Equity markets we are told are driven by fear and greed, but it is the former that arguably still dominates today with vast amounts of capital still sitting in cash despite four years of record low interest rates at 0.5%.
Just ask Jim Wood-Smith, chief investment strategist at Investec Wealth, who, having spent most of this year travelling the country and talking to the IFA and wealth manager community, reports that few had said they were putting money into the market, bullish or not.
“The evidence we have is that despite equity markets doing so well, there still appears to be an awful lot of fear around,” he says.
“That fear has moved from ‘the world is so risky and dangerous that I can’t possibly buy into equities’, into being ‘equities have done so well that something has to go wrong at some stage and so surely the right thing to do is wait for a pullback’.”
No sharp correction
However, in common with others, Wood-Smith asserts that the very fact there are so many potential buyers on the sidelines means any correction is unlikely to be as sharp or as prolonged as people might think.
So if there is indeed a pullback, when is it likely to happen? With the markets seemingly robust to the Italian elections and other macro hurdles, a guess might be a mere two months away – “Sell in May and go away, come back on St Leger Day” goes the tenet.
Still, who’s to say that more records won’t be broken? Another theory put forward by Wood-Smith is one of an equity market “melt-up” with the FTSE breaking the 7,000 barrier signalling closure on the dotcom era of 13 years ago.
“The UK market in particular has had this open wound that goes back to the end of 1999 because it has never regained its dot com era level – an intraday peak of 6,950 on 30 December 1999,” he explains.
Positive coverage
“Once the FTSE 100 does get to 7,000 it is going to get an awful lot of positive coverage then about what a fantastic investment equity has been recently and there is a chance that could then trigger off further new money to come back into the market; although from our angle that would be seen as a good opportunity to start selling back our equity weighting.”

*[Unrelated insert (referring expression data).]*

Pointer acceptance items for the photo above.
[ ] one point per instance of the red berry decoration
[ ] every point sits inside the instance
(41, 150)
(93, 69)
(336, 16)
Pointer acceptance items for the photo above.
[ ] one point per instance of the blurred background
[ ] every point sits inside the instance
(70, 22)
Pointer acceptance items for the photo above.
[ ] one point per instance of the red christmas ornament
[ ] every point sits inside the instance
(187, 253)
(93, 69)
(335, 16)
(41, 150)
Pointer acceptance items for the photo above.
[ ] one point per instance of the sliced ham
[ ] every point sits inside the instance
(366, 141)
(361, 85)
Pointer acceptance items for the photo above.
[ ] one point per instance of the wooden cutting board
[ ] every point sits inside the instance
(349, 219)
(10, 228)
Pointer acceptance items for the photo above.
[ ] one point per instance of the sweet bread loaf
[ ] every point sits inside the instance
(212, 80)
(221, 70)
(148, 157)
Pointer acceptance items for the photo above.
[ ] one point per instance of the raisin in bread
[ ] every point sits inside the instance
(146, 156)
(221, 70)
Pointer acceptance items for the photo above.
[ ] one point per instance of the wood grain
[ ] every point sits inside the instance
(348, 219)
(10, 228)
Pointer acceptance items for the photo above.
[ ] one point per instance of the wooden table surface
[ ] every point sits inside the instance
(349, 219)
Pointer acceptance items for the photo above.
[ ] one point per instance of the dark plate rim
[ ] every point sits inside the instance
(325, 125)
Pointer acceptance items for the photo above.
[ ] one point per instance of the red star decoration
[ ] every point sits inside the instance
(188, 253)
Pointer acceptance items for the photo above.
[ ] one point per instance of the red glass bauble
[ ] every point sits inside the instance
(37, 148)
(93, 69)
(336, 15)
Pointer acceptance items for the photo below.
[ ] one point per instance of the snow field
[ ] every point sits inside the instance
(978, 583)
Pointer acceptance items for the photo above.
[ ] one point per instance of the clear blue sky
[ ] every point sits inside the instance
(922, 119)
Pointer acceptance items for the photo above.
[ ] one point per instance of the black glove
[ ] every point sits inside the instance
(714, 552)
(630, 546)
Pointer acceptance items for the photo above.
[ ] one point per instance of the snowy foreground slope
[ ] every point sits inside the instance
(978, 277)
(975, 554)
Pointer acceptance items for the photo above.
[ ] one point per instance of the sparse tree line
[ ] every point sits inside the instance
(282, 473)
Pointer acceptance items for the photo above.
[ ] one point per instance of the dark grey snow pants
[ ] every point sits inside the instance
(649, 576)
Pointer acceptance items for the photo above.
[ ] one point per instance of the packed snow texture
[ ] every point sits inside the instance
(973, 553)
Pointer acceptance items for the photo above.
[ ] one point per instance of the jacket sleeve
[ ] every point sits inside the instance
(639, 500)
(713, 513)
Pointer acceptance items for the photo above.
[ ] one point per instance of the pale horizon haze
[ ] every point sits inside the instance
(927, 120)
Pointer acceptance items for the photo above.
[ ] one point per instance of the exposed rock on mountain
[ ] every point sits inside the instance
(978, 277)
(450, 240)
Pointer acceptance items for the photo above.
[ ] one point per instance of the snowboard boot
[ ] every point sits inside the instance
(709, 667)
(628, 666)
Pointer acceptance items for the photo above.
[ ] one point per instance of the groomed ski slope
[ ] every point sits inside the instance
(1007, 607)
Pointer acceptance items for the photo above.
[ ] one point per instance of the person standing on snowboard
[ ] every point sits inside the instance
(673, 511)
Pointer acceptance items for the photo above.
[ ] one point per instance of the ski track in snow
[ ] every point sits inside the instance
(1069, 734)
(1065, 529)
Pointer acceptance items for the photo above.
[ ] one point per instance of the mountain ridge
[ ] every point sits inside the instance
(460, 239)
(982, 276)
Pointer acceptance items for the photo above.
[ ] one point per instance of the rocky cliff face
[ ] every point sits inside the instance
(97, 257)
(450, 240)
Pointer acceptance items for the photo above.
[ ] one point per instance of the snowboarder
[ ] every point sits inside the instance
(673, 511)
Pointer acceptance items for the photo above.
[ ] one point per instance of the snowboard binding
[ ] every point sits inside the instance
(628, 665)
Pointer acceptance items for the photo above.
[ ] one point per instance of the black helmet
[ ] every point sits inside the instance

Of course, if you do want to invest in the near future then you need to be alert to the best opportunities where valuations aren’t looking so stretched, and that’s a topic I’ll be covering in the next issue of Portfolio Adviser.
The emphasis must be on not being paralysed by fear and taking a stance – whether you are a bull or a bear. After all, cash rates don’t look like they will be changing any time soon.